An organization which pivots from being focused on liquidity risk and having the most effective cash flow deliveries could grow into being more focused on earnings results. In an inflationary climate, management's relative fx focus may shift to what percentage of earnings are at risk or simple underlying product price control. Corporate personnel who are experiencing new fx issues because of the initial reason they began hedging may inquire as follows.

  • Is the current fx hedge achieving senior management’s objectives? managing the balance between earnings at risk vs cash flows at risk, underlying business product pricing, credit rating implications
  • When was the last time our team reviewed our current fx risk management program?
  • What was the original reason the firm implemented the fx risk management program?
  • Is the current hedging policy percentage acting as an arbitrary hedge or is it a strategic approach that can be clearly explained to management and easily adjusted if needed? i.e. is the treasury team still focusing on liquidity implications when earnings and product pricing need more attention?
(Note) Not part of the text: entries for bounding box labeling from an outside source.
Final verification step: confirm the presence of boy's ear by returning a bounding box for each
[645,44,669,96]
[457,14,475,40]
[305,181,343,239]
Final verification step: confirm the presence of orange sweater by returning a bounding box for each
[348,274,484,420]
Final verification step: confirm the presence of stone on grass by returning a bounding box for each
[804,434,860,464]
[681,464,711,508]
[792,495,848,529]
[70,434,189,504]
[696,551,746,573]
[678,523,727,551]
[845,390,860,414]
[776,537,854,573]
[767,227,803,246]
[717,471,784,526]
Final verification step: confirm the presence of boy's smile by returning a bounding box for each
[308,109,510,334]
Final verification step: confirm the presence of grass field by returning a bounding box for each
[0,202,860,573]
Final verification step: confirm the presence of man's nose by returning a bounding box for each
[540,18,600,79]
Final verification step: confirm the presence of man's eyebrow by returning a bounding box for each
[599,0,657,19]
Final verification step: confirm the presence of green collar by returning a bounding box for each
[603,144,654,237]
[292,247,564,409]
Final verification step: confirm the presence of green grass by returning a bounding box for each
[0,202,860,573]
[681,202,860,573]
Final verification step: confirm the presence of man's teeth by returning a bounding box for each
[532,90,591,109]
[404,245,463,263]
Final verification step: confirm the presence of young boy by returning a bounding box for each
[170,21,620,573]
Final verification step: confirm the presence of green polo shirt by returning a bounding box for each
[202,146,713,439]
Why Focus on Accurate Hedging Policy Percentages

Cash flows might change depending on currency rate fluctuations at the business unit level. If a US company expects to pay CAD to a Canadian supplier in six months, it may be tempting to hedge the whole exposure when the invoice is produced, but this would overweight earnings at risk over cash flows at risk. It creates a hurdle by introducing additional fx risk and needing to disclose to stakeholders on potential impact during internal or external group reporting profits in USD. Financial teams that develop or maintain their forex programs must identify an acceptable hedging strategy % to achieve an effective balance that reduces P/L volatility while maintaining optimal liquidity levels.
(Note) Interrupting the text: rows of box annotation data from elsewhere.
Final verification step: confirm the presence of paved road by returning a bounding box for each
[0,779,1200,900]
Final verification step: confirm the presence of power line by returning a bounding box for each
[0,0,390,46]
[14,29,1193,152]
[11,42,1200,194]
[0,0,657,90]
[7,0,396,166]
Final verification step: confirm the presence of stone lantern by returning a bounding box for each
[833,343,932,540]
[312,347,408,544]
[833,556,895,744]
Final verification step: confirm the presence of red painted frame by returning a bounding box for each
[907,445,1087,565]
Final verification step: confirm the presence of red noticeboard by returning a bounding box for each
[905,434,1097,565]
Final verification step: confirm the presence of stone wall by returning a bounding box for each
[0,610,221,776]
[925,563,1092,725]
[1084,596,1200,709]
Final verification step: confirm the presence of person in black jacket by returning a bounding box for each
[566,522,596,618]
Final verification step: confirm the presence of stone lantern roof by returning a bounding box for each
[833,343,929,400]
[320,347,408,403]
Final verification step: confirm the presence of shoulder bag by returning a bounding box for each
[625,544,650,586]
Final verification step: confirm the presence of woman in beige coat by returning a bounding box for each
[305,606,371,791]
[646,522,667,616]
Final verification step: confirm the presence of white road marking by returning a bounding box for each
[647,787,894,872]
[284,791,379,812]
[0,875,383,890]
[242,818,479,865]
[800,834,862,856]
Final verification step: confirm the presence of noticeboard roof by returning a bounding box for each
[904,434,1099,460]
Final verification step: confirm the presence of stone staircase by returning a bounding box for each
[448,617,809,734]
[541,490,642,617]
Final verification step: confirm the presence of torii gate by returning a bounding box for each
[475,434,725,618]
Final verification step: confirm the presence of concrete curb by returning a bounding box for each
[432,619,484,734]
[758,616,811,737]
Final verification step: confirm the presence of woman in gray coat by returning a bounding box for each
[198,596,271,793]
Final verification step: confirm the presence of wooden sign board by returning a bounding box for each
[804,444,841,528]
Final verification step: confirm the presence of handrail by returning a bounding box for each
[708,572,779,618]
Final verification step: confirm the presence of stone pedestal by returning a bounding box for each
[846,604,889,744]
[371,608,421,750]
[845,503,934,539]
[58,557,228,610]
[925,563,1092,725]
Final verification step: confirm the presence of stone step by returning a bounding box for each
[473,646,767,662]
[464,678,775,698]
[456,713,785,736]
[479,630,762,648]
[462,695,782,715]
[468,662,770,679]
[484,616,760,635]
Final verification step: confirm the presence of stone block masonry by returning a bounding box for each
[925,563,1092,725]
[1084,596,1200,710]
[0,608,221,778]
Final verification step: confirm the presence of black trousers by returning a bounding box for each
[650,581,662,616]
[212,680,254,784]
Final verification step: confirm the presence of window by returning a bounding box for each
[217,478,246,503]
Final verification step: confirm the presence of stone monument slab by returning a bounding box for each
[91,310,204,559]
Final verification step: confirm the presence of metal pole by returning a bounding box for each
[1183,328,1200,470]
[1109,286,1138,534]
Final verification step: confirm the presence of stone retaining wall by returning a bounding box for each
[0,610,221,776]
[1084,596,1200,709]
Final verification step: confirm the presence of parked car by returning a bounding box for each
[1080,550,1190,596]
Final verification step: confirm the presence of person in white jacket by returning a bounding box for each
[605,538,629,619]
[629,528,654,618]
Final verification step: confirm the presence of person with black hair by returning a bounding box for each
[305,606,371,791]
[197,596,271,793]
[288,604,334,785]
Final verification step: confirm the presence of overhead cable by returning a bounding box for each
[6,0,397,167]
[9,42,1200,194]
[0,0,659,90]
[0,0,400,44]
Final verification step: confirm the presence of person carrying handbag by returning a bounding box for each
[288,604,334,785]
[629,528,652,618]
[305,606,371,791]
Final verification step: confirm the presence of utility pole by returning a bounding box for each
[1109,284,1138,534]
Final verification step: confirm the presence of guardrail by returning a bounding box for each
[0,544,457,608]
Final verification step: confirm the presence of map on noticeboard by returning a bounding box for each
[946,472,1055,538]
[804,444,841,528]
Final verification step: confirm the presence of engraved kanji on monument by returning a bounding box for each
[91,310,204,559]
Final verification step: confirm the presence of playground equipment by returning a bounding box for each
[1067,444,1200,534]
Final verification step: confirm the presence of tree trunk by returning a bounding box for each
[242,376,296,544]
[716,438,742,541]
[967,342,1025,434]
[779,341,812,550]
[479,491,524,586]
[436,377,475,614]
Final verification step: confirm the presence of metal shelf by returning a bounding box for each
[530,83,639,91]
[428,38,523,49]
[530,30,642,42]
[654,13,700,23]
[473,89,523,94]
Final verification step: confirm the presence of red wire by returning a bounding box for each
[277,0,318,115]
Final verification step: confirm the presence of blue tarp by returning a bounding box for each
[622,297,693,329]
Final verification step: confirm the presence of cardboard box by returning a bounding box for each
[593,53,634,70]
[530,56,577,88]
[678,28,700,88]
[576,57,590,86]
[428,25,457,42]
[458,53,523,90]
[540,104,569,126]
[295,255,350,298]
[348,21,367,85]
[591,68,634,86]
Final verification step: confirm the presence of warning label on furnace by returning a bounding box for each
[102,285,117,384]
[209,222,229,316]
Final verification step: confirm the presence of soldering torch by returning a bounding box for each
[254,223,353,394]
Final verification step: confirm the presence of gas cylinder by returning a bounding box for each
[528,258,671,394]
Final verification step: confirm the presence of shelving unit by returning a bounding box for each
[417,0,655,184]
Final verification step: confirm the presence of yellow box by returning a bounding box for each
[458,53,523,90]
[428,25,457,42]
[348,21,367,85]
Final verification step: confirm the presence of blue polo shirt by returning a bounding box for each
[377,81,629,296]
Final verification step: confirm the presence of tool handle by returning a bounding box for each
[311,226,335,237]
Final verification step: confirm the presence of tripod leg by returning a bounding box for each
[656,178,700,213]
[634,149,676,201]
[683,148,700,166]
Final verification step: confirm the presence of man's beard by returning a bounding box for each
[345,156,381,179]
Modelling and monitoring this policy percentage and how it’s delivered is what multinational corporates should consider engaging in as a routine risk management process, whether if new to having an fx program or when looking at reviewing an existing program in place.



Disclaimer: The views expressed in the article are Klarity FX's own, they should not be taken as investment advisory. Klarity FX bears no responsibility from any unforeseen outcomes that come as a result of the information in this article.